This is the 2007 version. Click here for the 2017 chapter 01 table of contents.

Correlation and Prediction

The evidence produced by observational research is called correlational data. Correlations are patterns in the data. For example, Stern found that mothers who synchronized their movements with a baby's movements had better rapport with the babies, defined as less crying and more laughing and smiling by the baby. Mothers with serious mental problems such as depression often did not show the mother-baby dance. They were literally "out of synch" with their own children. Their children were more likely to be irritable and to suffer from developmental problems.

What is a correlation?

The technical term for such a coincidence is a correlation. "Co-relation" means essentially the same thing as "co-incidence" or things occurring together. Correlations, observed patterns in the data, are the only type of data produced by observational research. Correlations make it possible to use the value of one variable to predict the value of another. For example, using Stern's finding, one might predict that mothers who fail to do the mother-baby dance will have babies who fuss and cry significantly more than other babies.
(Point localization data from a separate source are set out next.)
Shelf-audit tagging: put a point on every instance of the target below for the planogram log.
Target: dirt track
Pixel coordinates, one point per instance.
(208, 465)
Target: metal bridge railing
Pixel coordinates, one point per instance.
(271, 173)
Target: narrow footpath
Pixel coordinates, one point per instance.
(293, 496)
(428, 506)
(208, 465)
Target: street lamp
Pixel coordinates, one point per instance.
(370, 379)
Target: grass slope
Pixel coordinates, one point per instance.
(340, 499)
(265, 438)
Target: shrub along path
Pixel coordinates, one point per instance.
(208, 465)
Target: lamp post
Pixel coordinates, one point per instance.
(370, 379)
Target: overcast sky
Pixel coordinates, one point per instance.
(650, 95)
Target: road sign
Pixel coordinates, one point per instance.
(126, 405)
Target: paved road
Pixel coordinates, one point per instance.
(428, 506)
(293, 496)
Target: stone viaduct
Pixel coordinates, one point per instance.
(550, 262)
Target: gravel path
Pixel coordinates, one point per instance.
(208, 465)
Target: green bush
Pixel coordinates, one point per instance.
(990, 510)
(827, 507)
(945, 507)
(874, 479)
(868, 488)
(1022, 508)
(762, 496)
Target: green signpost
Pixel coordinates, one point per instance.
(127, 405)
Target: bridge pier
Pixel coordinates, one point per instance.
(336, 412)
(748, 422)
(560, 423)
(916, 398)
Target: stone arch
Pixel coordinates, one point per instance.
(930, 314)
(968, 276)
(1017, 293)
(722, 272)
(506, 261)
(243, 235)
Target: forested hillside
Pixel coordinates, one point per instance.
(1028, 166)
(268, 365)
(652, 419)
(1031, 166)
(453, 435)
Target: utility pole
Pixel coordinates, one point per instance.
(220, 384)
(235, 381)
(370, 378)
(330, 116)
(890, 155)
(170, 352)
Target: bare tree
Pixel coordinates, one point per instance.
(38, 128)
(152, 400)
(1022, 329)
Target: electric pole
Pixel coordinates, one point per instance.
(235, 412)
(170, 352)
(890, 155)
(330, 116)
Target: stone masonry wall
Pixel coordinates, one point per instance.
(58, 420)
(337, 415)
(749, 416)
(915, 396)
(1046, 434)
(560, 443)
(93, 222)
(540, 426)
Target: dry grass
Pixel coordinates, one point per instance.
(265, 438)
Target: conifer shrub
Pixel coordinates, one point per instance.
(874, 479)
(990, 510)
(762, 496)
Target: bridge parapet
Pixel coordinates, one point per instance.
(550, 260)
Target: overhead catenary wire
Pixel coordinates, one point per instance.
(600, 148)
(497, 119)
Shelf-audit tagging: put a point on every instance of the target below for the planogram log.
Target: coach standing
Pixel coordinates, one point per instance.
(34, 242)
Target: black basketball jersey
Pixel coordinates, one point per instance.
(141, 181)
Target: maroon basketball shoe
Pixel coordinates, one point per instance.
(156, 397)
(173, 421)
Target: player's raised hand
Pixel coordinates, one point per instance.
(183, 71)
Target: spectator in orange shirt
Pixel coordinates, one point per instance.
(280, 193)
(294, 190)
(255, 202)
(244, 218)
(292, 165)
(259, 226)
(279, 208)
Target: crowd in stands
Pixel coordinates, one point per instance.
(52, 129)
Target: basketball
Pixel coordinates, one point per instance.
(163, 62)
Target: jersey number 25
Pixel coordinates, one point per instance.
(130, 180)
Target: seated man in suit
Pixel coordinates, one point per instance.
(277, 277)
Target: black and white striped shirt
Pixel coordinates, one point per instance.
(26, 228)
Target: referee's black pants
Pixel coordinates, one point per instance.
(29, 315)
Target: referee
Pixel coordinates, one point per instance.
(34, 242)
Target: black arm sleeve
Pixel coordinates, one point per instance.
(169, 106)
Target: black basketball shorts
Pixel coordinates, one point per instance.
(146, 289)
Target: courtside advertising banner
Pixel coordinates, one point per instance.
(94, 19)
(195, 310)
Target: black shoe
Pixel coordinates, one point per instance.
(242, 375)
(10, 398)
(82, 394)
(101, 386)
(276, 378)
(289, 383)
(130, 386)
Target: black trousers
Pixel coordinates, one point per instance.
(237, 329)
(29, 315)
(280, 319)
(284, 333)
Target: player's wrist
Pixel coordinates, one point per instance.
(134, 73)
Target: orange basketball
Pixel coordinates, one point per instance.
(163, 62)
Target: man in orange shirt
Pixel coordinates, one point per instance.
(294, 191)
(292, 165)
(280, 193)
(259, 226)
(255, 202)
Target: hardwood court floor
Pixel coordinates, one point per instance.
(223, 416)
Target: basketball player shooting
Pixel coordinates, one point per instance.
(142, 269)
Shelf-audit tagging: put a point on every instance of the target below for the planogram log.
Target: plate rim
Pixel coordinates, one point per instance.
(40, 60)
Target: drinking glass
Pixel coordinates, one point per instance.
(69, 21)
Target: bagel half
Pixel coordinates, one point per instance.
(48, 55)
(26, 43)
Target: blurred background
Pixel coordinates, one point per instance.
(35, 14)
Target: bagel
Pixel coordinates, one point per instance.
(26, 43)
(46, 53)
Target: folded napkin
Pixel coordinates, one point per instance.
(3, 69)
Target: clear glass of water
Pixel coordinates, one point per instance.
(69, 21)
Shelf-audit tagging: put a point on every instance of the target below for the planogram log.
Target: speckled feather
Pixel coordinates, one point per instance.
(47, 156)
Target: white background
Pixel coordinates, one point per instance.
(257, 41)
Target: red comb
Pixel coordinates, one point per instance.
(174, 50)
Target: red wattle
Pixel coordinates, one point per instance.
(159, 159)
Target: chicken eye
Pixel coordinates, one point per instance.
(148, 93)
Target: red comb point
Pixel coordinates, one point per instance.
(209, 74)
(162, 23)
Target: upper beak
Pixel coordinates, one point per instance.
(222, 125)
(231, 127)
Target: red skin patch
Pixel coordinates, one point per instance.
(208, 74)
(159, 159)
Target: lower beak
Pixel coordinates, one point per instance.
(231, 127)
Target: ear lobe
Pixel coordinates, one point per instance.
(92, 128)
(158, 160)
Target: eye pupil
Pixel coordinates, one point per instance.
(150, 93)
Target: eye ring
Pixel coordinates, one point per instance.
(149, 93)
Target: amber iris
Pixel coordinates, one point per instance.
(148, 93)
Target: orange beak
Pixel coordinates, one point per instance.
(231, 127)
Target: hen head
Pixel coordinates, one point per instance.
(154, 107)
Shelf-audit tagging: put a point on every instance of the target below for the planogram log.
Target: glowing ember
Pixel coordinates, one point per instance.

Why is correlational data so useful?

The predictive power of correlations can be very great, if the correlation is a strong one. Consider this figure, from data produced by a 1992 study at the University of Illinois. Researchers asked 56,000 students about their drinking habits and grades, to see how drinking might correlate with performance in school. The results seem to be clear. The more a student drank, the worse was the student's grade-point average. B students (those with a 3.0 GPA) averaged 5 drinks per week, while D students (with a 1.0 GPA) averaged 10 drinks per week. Using the correlation shown in this graph, you could predict that a person who drank a six pack of beer every day would be likely to flunk out of school.

Negative Correlation

This is a negative correlation, which means that one variable goes up as the other goes down. As the amount of alcohol consumed goes up on the graph, the corresponding GPA goes down. (A positive correlation is one in which variables go up or down together, producing an uphill slope.)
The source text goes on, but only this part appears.